Trading-off Accuracy and Communication Cost in Federated Learning
Mattia Jacopo Villani, Emanuele Natale, Frederik Mallmann-Trenn
TL;DR
This paper tackles the challenge of high communication cost in federated learning by introducing Zampling, a framework that replaces the full parameter vector $\vec{w}$ with a product $\vec{w}=Q\vec{p}$ where $Q\in\mathbb{R}^{m\times n}$ is a fixed sparse matrix and $\vec{p}\in[0,1]^n$ is trained. By exploiting stochastic sampling $\vec{z}\sim\mathrm{Bernoulli}(\vec{p})$ to form $\vec{w}=Q\vec{z}$ during forward passes, clients can exchange only $n$ bits per parameter update, enabling up to $1024$-fold total compression relative to sending full-precision weights.

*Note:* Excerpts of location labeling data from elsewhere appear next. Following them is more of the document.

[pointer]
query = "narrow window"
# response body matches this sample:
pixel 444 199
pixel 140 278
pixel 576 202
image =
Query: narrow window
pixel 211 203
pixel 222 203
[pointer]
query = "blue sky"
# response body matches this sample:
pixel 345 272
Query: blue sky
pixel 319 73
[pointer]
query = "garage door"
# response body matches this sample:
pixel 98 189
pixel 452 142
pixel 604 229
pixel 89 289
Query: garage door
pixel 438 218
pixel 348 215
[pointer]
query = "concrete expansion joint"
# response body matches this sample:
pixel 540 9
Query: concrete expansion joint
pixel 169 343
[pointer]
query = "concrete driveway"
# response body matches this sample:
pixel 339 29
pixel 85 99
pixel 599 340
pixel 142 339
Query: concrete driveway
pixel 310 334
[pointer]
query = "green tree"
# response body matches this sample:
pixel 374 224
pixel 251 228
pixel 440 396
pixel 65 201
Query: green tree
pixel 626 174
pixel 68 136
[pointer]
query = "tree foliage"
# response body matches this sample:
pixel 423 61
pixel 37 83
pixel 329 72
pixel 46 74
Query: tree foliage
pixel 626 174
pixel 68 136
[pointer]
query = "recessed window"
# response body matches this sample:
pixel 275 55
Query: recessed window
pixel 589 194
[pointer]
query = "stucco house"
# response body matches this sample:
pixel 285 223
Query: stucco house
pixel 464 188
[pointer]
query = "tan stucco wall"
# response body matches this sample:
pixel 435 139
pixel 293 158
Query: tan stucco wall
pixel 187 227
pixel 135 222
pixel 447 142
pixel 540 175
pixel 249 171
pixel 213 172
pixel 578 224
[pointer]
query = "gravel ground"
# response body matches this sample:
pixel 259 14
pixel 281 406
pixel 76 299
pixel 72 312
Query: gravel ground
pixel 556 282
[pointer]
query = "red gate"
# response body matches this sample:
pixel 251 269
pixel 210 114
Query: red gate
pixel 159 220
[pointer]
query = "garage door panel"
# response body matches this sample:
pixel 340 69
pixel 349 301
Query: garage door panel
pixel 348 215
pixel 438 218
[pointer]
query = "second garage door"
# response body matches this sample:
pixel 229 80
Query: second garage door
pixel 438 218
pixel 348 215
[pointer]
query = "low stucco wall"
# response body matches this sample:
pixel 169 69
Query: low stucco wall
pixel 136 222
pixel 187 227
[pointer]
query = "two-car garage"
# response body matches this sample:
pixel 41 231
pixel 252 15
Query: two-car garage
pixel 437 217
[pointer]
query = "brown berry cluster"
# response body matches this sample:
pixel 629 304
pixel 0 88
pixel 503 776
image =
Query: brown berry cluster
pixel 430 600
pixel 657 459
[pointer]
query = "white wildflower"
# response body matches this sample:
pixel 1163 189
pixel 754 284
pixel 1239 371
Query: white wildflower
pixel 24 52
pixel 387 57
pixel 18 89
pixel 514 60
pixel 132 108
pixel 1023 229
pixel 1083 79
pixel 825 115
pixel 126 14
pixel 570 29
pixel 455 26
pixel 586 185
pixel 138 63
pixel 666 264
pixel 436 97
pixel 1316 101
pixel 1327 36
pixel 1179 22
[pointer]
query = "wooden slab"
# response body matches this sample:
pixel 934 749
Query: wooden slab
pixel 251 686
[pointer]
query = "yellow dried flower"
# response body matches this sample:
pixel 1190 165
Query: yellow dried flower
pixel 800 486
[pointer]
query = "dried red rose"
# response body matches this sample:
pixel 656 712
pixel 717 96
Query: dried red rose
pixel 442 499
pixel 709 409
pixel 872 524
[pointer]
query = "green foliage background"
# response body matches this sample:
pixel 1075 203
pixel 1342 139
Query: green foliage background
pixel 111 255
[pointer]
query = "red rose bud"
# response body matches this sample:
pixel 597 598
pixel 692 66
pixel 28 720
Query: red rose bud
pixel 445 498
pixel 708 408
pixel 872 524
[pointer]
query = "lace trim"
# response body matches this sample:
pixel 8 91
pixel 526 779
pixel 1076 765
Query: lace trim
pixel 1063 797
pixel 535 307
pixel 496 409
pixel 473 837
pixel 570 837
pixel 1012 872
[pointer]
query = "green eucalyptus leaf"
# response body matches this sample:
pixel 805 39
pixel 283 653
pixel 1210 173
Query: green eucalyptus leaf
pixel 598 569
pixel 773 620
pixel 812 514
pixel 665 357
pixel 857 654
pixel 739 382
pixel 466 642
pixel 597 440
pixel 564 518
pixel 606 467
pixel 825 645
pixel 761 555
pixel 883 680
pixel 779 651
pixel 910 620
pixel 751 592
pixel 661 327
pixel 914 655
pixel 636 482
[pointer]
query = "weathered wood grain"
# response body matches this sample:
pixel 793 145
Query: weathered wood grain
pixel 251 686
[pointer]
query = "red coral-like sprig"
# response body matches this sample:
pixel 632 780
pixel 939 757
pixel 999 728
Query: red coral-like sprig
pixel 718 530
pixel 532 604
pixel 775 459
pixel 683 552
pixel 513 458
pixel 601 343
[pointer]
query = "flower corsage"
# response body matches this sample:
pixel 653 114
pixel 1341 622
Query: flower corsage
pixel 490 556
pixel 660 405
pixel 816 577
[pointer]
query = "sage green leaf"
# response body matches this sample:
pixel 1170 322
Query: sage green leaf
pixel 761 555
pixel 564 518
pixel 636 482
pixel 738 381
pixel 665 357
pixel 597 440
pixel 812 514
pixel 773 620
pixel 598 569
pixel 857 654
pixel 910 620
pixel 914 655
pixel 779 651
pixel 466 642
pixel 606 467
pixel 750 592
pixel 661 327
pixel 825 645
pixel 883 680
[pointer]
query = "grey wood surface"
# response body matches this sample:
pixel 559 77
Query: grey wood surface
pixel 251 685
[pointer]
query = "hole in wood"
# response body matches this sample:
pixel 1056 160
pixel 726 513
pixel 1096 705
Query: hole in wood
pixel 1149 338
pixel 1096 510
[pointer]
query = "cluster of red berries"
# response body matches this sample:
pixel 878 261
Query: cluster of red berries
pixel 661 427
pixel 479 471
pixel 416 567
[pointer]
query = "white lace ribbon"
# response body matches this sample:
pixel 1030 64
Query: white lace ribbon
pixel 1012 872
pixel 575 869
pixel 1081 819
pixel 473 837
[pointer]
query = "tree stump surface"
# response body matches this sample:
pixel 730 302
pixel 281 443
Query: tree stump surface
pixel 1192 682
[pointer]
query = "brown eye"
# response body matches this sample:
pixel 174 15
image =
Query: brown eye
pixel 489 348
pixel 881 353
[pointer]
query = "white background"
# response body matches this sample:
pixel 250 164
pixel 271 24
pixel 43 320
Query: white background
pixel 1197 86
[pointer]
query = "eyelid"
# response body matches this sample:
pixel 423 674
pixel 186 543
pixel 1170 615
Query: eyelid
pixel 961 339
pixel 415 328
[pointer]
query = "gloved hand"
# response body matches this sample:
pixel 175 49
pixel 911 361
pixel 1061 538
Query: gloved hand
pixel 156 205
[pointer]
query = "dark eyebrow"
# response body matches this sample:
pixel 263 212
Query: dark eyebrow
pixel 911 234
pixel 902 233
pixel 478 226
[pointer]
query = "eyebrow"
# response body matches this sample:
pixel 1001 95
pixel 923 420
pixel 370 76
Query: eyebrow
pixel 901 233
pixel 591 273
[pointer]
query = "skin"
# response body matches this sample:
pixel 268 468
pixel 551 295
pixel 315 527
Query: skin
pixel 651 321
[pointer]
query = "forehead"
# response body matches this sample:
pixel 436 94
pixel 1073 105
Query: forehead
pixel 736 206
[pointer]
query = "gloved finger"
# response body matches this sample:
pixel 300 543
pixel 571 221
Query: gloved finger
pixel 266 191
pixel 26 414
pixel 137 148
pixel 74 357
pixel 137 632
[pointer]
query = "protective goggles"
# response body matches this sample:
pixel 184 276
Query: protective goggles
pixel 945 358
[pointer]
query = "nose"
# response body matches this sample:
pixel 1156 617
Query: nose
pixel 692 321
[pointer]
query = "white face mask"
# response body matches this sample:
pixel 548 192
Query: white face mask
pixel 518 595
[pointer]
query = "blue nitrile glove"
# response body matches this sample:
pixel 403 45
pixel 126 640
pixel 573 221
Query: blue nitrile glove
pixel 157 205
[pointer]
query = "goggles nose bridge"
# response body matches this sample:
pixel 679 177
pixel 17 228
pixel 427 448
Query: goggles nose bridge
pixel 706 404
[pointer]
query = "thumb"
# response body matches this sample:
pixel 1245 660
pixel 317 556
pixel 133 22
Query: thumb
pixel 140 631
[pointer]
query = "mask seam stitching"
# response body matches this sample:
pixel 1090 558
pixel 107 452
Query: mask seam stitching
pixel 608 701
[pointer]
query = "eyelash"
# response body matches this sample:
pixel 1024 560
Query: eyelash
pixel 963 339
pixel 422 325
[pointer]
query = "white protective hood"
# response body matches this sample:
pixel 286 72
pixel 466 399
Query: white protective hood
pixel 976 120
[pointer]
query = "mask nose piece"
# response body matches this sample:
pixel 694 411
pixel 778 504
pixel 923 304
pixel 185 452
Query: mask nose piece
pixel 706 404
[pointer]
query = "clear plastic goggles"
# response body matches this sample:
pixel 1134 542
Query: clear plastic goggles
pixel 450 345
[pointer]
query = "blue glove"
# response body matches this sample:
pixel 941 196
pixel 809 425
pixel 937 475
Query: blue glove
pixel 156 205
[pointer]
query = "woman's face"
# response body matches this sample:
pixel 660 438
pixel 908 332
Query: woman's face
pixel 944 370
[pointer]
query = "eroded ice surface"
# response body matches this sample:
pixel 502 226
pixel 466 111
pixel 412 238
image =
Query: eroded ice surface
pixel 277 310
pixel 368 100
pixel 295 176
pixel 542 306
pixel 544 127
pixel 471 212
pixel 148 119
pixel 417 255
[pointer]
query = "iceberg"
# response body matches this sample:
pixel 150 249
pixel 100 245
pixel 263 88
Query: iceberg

The framework generalizes training-by-sampling beyond Zhou et al., and links the method to random convex geometry through zonotopes and zonoids, offering theoretical insights on initialization, the role of the degree $d$ of $Q$, and the benefits of federated averaging on the explored solution space. Empirically, Zampling achieves large compression with minimal accuracy loss on MNIST, and the federated variant demonstrates substantial communication savings with maintained performance, while Local Zampling shows improved generalisation under parameter perturbations. These results suggest a practical path to scalable, privacy-preserving, communication-efficient federated learning with strong theoretical underpinnings in convex geometry.
Abstract
Leveraging the training-by-pruning paradigm introduced by Zhou et al. and Isik et al. introduced a federated learning protocol that achieves a 34-fold reduction in communication cost. We achieve a compression improvements of orders of orders of magnitude over the state-of-the-art. The central idea of our framework is to encode the network weights $\vec w$ by a the vector of trainable parameters $\vec p$, such that $\vec w = Q\cdot \vec p$ where $Q$ is a carefully-generate sparse random matrix (that remains fixed throughout training). In such framework, the previous work of Zhou et al. [NeurIPS'19] is retrieved when $Q$ is diagonal and $\vec p$ has the same dimension of $\vec w$. We instead show that $\vec p$ can effectively be chosen much smaller than $\vec w$, while retaining the same accuracy at the price of a decrease of the sparsity of $Q$. Since server and clients only need to share $\vec p$, such a trade-off leads to a substantial improvement in communication cost. Moreover, we provide theoretical insight into our framework and establish a novel link between training-by-sampling and random convex geometry.